Kumi Naidoo is a human rights and environmental activist from South Africa. He was Executive Director of Greenpeace International from 2009 to 2016 and Secretary General of Amnesty International from 2018 to 2020.

Kumi Naidoo

What will you work on as Fellow at the Robert Bosch Academy?

I will focus on the question of why political activism fails to make the changes needed, and why the rate of progress is so slow and misaligned with science’s urgent realities. I will explore what needs to happen in the future to ensure that activism is more successful. In a nutshell: My assumption is that we need to follow bold, new ways of thinking outside of the formal NGO frameworks and embrace more grassroots, community-based, decentralized forms of political engagement. To explore possible changes and new approaches, I plan to involve the Richard von Weizsäcker Fellow community in discussions on global solutions. I will facilitate four virtual focus-group talks in the community and collect views and ideas on these questions. I intend to share the findings in two seminars with a wider audience of activists and other practitioners.

Additionally, I want to spend time exploring “artivism”, the creative nexus between art and activism, as a potential solution to the failure of communication by activists. I would like to explore the possibilities that artivism offers to make the messages of climate justice, economic justice, and other struggles more accessible to a much larger audience. I will examine this new method together with the Berlin-based artist Olafur Eliasson, who is planning a series of events that provide a forum for an interaction between a segment of the art world and climate emergency activism.

What are the most relevant issues in your field?

One of the biggest problems for activism worldwide is not just the pervasive, repressive state apparatus, even though this can be formidable. This has wreaked havoc on civic space through detention without trials; the murder of activists, including bloggers; and the passing of restrictive laws. This has even been done by governments of countries claiming to be promoters of democracy, as the reports of Civicus: World Alliance for Citizen Participation document. This trend of shrinking our democratic space, seen after 9/11, has continued unabated since then. The biggest challenge is the ideological state apparatus, by which we mean the framework for religion, education, social norms, and customs, as well as and in particular the framework for communications and media.

How has the Covid-19 pandemic challenged and shaped activism and civil society, in particular?

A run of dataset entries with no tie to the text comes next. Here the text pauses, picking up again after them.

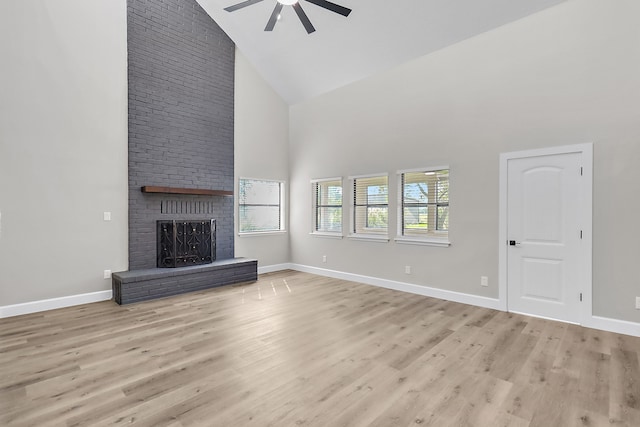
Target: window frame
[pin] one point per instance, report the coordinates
(374, 234)
(430, 237)
(316, 208)
(281, 208)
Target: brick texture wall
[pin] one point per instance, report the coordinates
(181, 77)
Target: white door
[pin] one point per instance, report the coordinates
(545, 260)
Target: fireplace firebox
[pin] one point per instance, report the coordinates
(182, 243)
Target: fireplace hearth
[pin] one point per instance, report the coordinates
(183, 243)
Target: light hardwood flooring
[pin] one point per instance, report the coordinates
(294, 349)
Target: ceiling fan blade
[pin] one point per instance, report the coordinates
(303, 18)
(274, 17)
(332, 7)
(241, 5)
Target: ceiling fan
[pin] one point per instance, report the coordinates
(296, 6)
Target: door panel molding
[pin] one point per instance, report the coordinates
(586, 209)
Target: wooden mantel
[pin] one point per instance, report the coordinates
(189, 191)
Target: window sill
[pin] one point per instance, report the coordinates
(327, 235)
(261, 233)
(422, 242)
(369, 238)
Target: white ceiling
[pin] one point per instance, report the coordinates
(377, 35)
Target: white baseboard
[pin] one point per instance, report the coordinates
(613, 325)
(273, 268)
(595, 322)
(53, 303)
(404, 287)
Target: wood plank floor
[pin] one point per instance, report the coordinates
(294, 349)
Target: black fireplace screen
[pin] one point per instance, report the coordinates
(186, 242)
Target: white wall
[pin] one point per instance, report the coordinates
(261, 151)
(63, 147)
(567, 75)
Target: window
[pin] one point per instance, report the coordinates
(424, 204)
(327, 202)
(370, 205)
(260, 205)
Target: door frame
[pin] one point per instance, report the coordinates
(586, 150)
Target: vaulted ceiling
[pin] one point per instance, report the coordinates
(377, 35)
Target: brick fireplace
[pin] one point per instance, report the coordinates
(181, 128)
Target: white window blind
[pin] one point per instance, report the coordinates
(260, 205)
(327, 205)
(424, 210)
(371, 205)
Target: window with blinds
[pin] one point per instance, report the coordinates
(327, 205)
(371, 205)
(424, 210)
(260, 205)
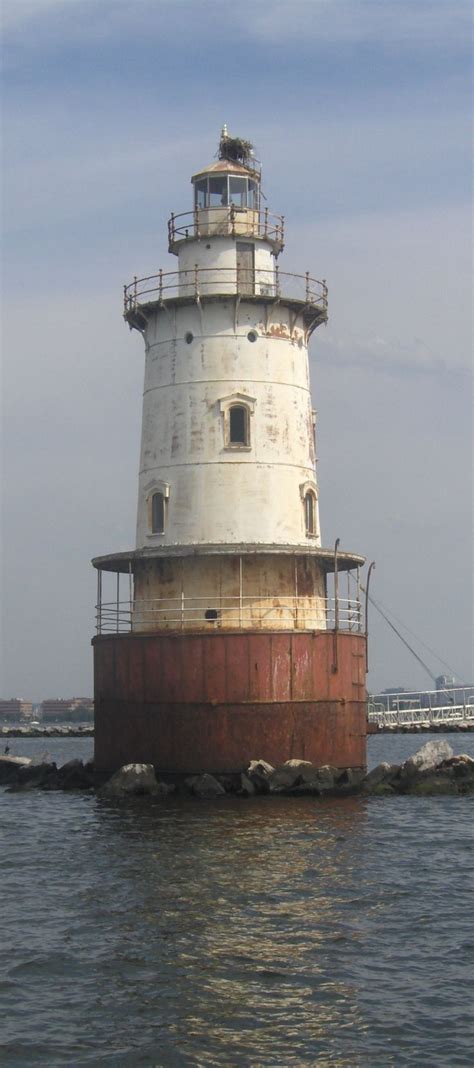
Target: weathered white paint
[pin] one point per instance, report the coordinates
(219, 495)
(258, 592)
(200, 360)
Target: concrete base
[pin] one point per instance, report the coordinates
(211, 702)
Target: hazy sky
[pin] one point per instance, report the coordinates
(360, 112)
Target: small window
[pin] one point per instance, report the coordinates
(158, 514)
(253, 195)
(310, 513)
(237, 192)
(201, 192)
(238, 425)
(218, 192)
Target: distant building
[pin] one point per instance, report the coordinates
(14, 709)
(67, 710)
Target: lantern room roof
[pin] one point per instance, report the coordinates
(227, 167)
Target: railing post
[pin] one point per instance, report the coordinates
(296, 592)
(336, 608)
(130, 592)
(99, 601)
(366, 614)
(277, 280)
(359, 597)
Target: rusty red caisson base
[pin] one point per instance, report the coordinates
(225, 634)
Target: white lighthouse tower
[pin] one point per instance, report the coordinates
(228, 645)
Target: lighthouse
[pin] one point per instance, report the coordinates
(230, 632)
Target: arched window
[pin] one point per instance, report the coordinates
(310, 512)
(158, 514)
(237, 411)
(238, 425)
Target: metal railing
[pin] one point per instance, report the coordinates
(120, 616)
(406, 717)
(212, 281)
(208, 221)
(420, 706)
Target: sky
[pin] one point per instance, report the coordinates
(360, 112)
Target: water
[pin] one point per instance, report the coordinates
(270, 931)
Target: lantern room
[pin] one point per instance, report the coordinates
(226, 201)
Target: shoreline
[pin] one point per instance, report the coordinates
(87, 731)
(56, 731)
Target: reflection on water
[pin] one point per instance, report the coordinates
(237, 932)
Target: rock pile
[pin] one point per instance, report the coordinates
(433, 769)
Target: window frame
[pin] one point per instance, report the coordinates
(309, 491)
(248, 404)
(157, 489)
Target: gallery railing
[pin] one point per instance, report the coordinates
(318, 613)
(202, 282)
(237, 222)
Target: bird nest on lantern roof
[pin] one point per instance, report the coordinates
(236, 150)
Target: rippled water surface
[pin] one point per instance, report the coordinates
(269, 931)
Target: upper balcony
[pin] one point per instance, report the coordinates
(304, 295)
(227, 220)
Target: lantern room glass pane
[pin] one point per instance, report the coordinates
(218, 192)
(201, 192)
(237, 191)
(252, 197)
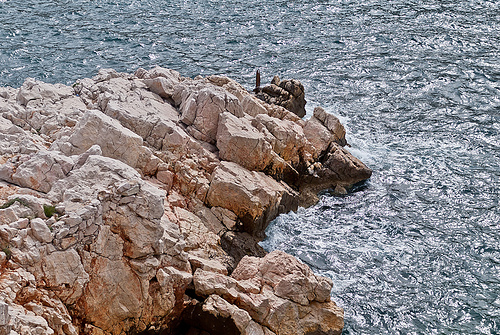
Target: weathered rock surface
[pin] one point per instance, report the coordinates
(286, 93)
(132, 202)
(278, 292)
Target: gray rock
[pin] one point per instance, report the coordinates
(41, 231)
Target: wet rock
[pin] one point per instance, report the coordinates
(254, 197)
(286, 93)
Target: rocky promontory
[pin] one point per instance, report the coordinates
(133, 204)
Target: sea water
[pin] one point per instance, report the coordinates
(416, 249)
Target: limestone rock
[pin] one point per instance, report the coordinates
(332, 123)
(41, 231)
(278, 292)
(286, 93)
(254, 197)
(34, 91)
(39, 171)
(114, 140)
(155, 177)
(238, 141)
(200, 106)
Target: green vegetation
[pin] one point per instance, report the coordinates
(12, 201)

There are many activists who will say that the pandemic is one of the most terrifying periods they have experienced in their lives. They cite the deepening inequality and corruption. And then there’s the fact that we're so close to climate catastrophe. The pandemic uncertainties and the lives lost create a sense of total despair and panic. However, Covid-19 has exposed the deep contradictions that exist in virtually every society worldwide. Particularly, the contradiction of how we value people and deep economic injustice. For example, during COVID, for the first time we had a notion of essential workers that honored the people who feed us, who grow our food, who transport us, and so on. It is tragic to see that as vaccines have become available, the essential worker has been forgotten. At the same time, this uncovering of these contradictions has created the biggest possibility for structural and systemic change. No longer will people be comfortable with the baby steps that our current system has been offering us to solve long-standing social, economic, political, and environmental injustices.

What insights for your future work are you expecting to gain during your fellowship?

Through critical reflection on my own activism over the years, I will identify some of the reasons why activism is not making big enough gains, fast enough. I hope to develop a deeper understanding of the impediments to mobilizing public outcry for political and business leaders to act with the urgency the situation calls for. I will then try to propose some ways in which activism could rethink some of its orthodoxies, strategies, and tactics.

What makes Berlin and Germany relevant for your work?

One of my key realizations after many decades of activism is that one of the main weaknesses of a large part of activism is that activists project their own consciousness on the people they are seeking to mobilize. They do this rather than humbling themselves, understanding how people communicate and their cultural rhythms and responding to it. Activism should start with what people know and build on what they understand, rather than just expecting people to be at a place we wish them to be. In that light, I've come to the conclusion that we need to understand more deeply how we can communicate complex messages in accessible ways without being simplistic. One of the people who has inspired me greatly in this thinking is the artist Olafur Eliasson, with whom I've had the privilege of working. He is based in Berlin. Olafur and I will be looking to bridge these worlds of activism and arts and culture. I will also reach out the rich and diverse set of arts and cultural workers in Berlin, some of whom I have had pleasure to work with in the past.